Leur synthpop baroque alterne entre des morceaux enjoués et des ballades mélancoliques, sur une base de boite à rythme et de synthés innombrables, guitares avec du chorus, quelques sections de cuivre, le tout noyé dans de la reverb. Parfois on entend au loin des pianos romantiques à la Kate Bush. Cette musique aux allures faussement naïves a un arrière gout de tristesse permanent, de froideur industrielle caractéristique du Nord de l’Angleterre de l’époque. L’album s’ouvre sur leur single le plus connu, "Since Yesterday", qui a pour thématique le suicide, et qui est une très bonne introduction à l’univers du groupe. L’album est truffé de belles mélodies : "Little River", "Who Knows What Love Is", "Trees and flowers", et j’en passe. D’un côté, ça rappelle les chanteuses pop des années 80 comme Kirsty Maccoll et sa très bonne chanson "They don’t know about us". La maitrise totale des arrangements confère une réelle consistance à la musique des S.S. L’utilisation des claviers est vraiment inventive et diversifiée. D’après les Peel Sessions enregistrées en 1983, les morceaux ont été initialement composés pour une configuration plus post punk/brute. Le travail qui a été effectué en studio sur les claviers est vraiment original et singulier dans le paysage synthpop/new wave de l’époque. Les harmonies vocales sont vraiment étonnantes sur l’ensemble de l’album, participant à cet effet bucolique et enfantin caractéristique du groupe. Le refrain de "10 James Orr Street" est ornementé de voix mixées de façon quasi subliminales.

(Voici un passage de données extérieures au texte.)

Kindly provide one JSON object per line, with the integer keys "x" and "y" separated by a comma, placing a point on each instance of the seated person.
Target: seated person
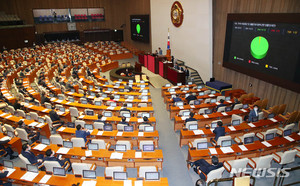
{"x": 253, "y": 113}
{"x": 32, "y": 158}
{"x": 191, "y": 118}
{"x": 81, "y": 133}
{"x": 190, "y": 97}
{"x": 220, "y": 105}
{"x": 123, "y": 121}
{"x": 29, "y": 131}
{"x": 219, "y": 131}
{"x": 177, "y": 98}
{"x": 203, "y": 167}
{"x": 50, "y": 157}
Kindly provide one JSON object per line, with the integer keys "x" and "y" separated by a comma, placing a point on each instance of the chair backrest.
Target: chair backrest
{"x": 56, "y": 139}
{"x": 288, "y": 156}
{"x": 79, "y": 167}
{"x": 78, "y": 142}
{"x": 50, "y": 164}
{"x": 215, "y": 174}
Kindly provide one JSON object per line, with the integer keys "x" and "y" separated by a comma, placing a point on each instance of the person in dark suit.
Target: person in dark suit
{"x": 50, "y": 157}
{"x": 81, "y": 133}
{"x": 219, "y": 131}
{"x": 177, "y": 99}
{"x": 253, "y": 113}
{"x": 32, "y": 158}
{"x": 191, "y": 118}
{"x": 220, "y": 105}
{"x": 203, "y": 167}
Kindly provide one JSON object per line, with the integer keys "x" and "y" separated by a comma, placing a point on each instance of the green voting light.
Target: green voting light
{"x": 138, "y": 28}
{"x": 259, "y": 47}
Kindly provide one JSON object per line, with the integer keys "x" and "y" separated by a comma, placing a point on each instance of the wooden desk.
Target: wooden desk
{"x": 234, "y": 131}
{"x": 69, "y": 179}
{"x": 113, "y": 136}
{"x": 255, "y": 149}
{"x": 102, "y": 157}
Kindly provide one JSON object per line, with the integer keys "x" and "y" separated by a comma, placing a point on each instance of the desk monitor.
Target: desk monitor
{"x": 120, "y": 147}
{"x": 151, "y": 176}
{"x": 107, "y": 128}
{"x": 62, "y": 109}
{"x": 148, "y": 147}
{"x": 271, "y": 115}
{"x": 129, "y": 105}
{"x": 107, "y": 114}
{"x": 226, "y": 143}
{"x": 58, "y": 171}
{"x": 193, "y": 127}
{"x": 145, "y": 114}
{"x": 126, "y": 115}
{"x": 71, "y": 100}
{"x": 84, "y": 101}
{"x": 248, "y": 140}
{"x": 235, "y": 122}
{"x": 287, "y": 132}
{"x": 113, "y": 104}
{"x": 93, "y": 146}
{"x": 208, "y": 111}
{"x": 45, "y": 141}
{"x": 270, "y": 136}
{"x": 32, "y": 168}
{"x": 128, "y": 128}
{"x": 8, "y": 164}
{"x": 214, "y": 125}
{"x": 255, "y": 119}
{"x": 98, "y": 103}
{"x": 90, "y": 112}
{"x": 68, "y": 144}
{"x": 245, "y": 106}
{"x": 186, "y": 113}
{"x": 148, "y": 129}
{"x": 213, "y": 100}
{"x": 88, "y": 126}
{"x": 120, "y": 175}
{"x": 202, "y": 145}
{"x": 130, "y": 97}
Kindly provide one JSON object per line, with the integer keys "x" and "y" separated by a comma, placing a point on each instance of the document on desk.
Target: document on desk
{"x": 212, "y": 151}
{"x": 89, "y": 183}
{"x": 243, "y": 147}
{"x": 29, "y": 176}
{"x": 141, "y": 134}
{"x": 62, "y": 150}
{"x": 61, "y": 129}
{"x": 138, "y": 154}
{"x": 45, "y": 179}
{"x": 40, "y": 147}
{"x": 88, "y": 153}
{"x": 232, "y": 128}
{"x": 120, "y": 134}
{"x": 138, "y": 183}
{"x": 226, "y": 150}
{"x": 251, "y": 125}
{"x": 198, "y": 132}
{"x": 116, "y": 155}
{"x": 127, "y": 182}
{"x": 267, "y": 144}
{"x": 289, "y": 138}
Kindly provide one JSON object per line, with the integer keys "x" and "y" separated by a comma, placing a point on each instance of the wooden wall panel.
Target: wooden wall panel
{"x": 262, "y": 89}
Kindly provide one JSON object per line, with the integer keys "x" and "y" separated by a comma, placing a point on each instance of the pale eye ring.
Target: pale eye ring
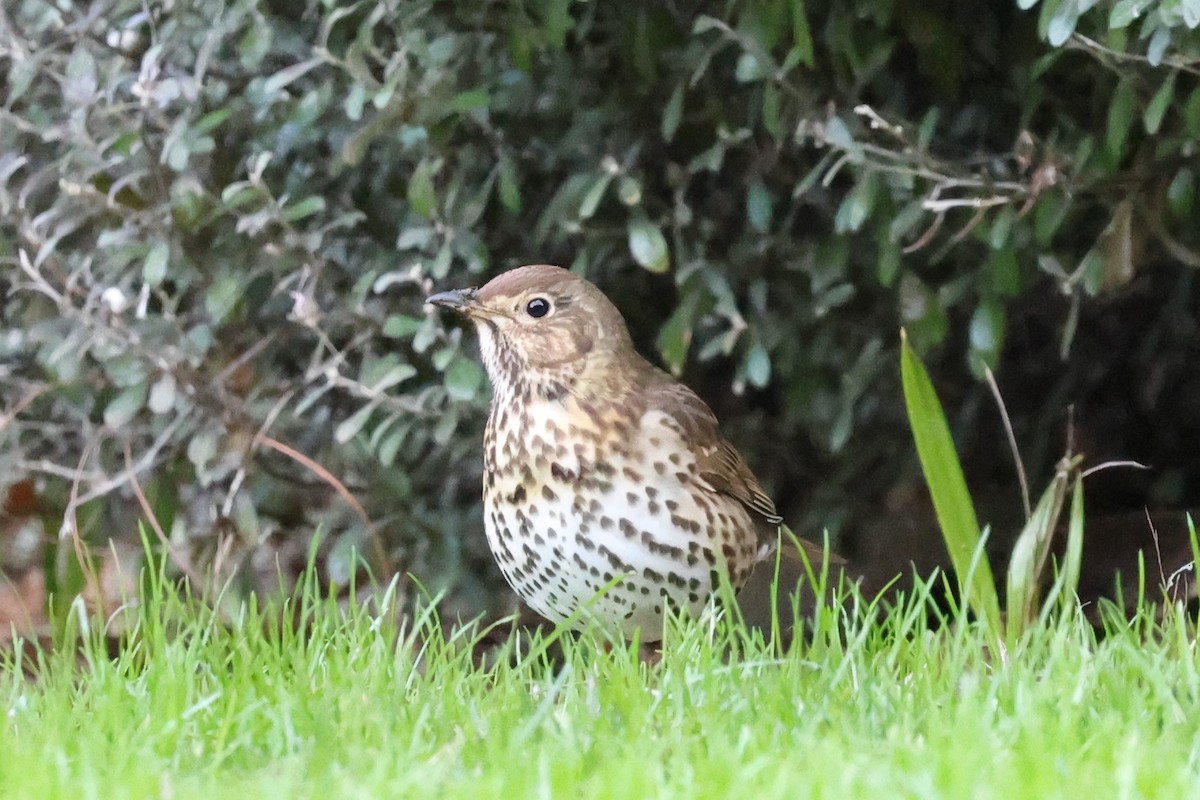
{"x": 538, "y": 307}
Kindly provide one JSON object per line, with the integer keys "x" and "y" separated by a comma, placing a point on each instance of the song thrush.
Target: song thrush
{"x": 603, "y": 473}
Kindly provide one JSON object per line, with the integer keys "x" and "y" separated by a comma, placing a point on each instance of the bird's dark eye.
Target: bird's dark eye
{"x": 538, "y": 307}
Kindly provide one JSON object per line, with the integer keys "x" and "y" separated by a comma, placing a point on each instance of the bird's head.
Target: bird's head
{"x": 544, "y": 329}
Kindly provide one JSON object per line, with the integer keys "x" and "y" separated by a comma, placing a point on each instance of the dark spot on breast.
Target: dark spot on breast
{"x": 553, "y": 391}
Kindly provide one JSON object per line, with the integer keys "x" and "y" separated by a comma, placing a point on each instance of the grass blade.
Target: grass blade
{"x": 947, "y": 487}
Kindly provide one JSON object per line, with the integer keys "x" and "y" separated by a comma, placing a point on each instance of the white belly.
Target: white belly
{"x": 607, "y": 534}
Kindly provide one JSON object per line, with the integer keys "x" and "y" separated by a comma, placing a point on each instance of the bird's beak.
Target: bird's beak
{"x": 461, "y": 300}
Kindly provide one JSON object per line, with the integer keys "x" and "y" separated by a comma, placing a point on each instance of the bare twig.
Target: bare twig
{"x": 1012, "y": 440}
{"x": 177, "y": 558}
{"x": 383, "y": 563}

Une des originalités de cet album est aussi d’y avoir intégré des nappes de voix de façon à remplir l’espace, presque comme?des synthés. Cette trouvaille est la plus flagrante sur l’excellente "Beautiful end". Que l’on adhère ou pas au kitsch de l’esthétique générale de l’album, une chose est certaine : cette musique est sans pareil. Oui, certains morceaux peuvent paraitre un peu ringards. La reprise de la chanson de Dolly Parton, "Jolene" est surprenante, mais après quelques écoutes elle devient aussi addictive que le reste.
Pas tout à fait dansant, pas tout à fait tubesque, pas commercial ni vraiment similaire à des projets dérivés de synthétiseurs plus obscurs voir expérimentaux de l’époque (Laurie Anderson, Psychic TV), Strawberry Switchblade est difficile à situer. Sans chercher à invoquer des clichés – pour une musique qui est tout sauf systématique ni attendue – il y a bel et bien un fantasme morose lié à l’écoute de ce disque dans lequel on aurait le sentiment d’assister, coincé entre des?ballons de baudruche aux couleurs acidulées, à une boum triste.